Marmara bölgesine ilk yetişen ekiplerden biri Dinar ekipleriydi. Gidenler oradan telefonla bizi arayıp geldiklerini haber veriyorlardı. “Götürdüklerinizi o ilin veya ilçenin zabıtasına veya valilik veya kaymakamlık görevlilerine teslim edin” diye tembihliyorduk. Milletimiz çok yardım severdi. Hiç bir millette olmayan bir yardım duygusuna sahipti. Yaşlı anneler, nineler evlerinde yaptıkları ekmekleri torbalara koyup bize getiriyorlardı. İlk şok atlatıldıktan sonra ertesi günler Dinar depreminde ilçeye gönderilen konteynırlardan elli tanesini trenle bölgeye gönderdik. Bizim yardım göndereceğimiz bölge Yalova ili olarak belirlenmişti.

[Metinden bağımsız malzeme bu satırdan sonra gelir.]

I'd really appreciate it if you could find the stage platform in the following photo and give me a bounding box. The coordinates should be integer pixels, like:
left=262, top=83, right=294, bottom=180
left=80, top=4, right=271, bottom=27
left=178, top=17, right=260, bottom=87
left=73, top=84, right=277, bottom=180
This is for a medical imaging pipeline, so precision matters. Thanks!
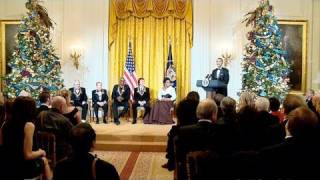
left=91, top=119, right=172, bottom=152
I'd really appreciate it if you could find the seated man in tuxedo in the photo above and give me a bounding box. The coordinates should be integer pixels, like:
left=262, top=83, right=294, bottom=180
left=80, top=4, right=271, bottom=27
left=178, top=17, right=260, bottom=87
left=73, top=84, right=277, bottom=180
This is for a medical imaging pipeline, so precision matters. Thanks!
left=112, top=77, right=130, bottom=125
left=92, top=82, right=109, bottom=124
left=211, top=58, right=229, bottom=96
left=132, top=78, right=150, bottom=124
left=69, top=80, right=88, bottom=120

Halen vatandaşların elinde olan Kızılay çadırlarını toplattım. Beş yüz kadar yine bölgeye gönderdik.
İlçede bazı okulların alt katları depremde gelen yardım malzemeleriyle doluydu. Yataklar, battaniyeler, sobalar ve piknik tüpleri vardı. Piknik tüpleri okulların bodrumunda tehlike de arzediyordu. Buralardaki malzemelerin çoğunu da bölgeye gönderdik. Yinede elimizde malzeme vardı. O tarihte dinarda yüksek okul Sandıklı’daki meslek yüksek okulunda yerleşikti. Dinar depreminde kullanılan prefabrik binaların ilçede kalmasını sağladık. Okulu Dinar’a getirdik. Prefabrik binaların bir kısmına okulu yerleştirdik. Kalanları da öğrenci yurdu yaptık. Gelen öğrencileri Dinarlılar kendi çocukları yerine koydular. Ellerinden gelen yardımı yaptılar. Okulların alt katlarında bulunan yatak battaniye, tüp ve sobaları evlerde kalan öğrencilere ücretsiz dağıttık.
Dinar depreminden sonra pazar yerinin ortasında bulunan dört konteynır da kaymakamlık hizmeti veriyorduk. İki konteynır emniyet amirliği, üç konteynır da adliye hizmeti veriliyordu. Dinar depreminin yaralarını devletimiz sarmaya başlamıştı. Köy kasaba ve merkezde bin sekiz yüz bina ağır hasarlıydı, yıkılması gerekiyordu. Yıkım ekiplerimiz bunları yıkmak için vatandaşların direnciyle karşılaştıklarından görevlerini çok zor yapıyorlardı. Zaman zaman vatandaşlarla yıkım ekipleri arasında arbede çıkıyordu. Dinarlı vatandaşlarımızın Marmara depreminde vakit geçirmeden neden bu kadar yardıma koştuklarını çok iyi anlamıştım. Deprem ülkemizde her an olabilir. Bundan korkmamak lazım. Önceden plan programlarımızı yaparsak, zaman zaman tatbikat yaparsak, ekipler de yapacakları görevlerde bilinçli olurlarsa bu felaketi en az mal ve can kaybıyla atlatabiliriz. Dinar’da depremden sonra dikkatimi çeken bir husus da: binalar düz ovaya yapılırsa yıkımın o kadar kolay olmasıydı. Dinar’da yamaçlara yapılan evler yıkılmazken ovada düz yerlere yapılan evlerin hemen hepsi yıkılmış veya büyük hasar almış. Marmara depremi ülkemizde büyük bir uyanışa da neden oldu. Deprem yönetmeliği çıkarıldı .Binalar test yapılmaya başladı.. Bu konu hafife alınmayacak kadar önemli bir konu. Eğer en az can ve mal kaybıyla bu felaketi önlemek bizim ne kadar bilinçli olmamıza ve bu konuda örgütlü olmamıza bağlı. Marmara depreminde ve diğer depremlerde ölen vatandaşlarımızı saygıyla anıyorum.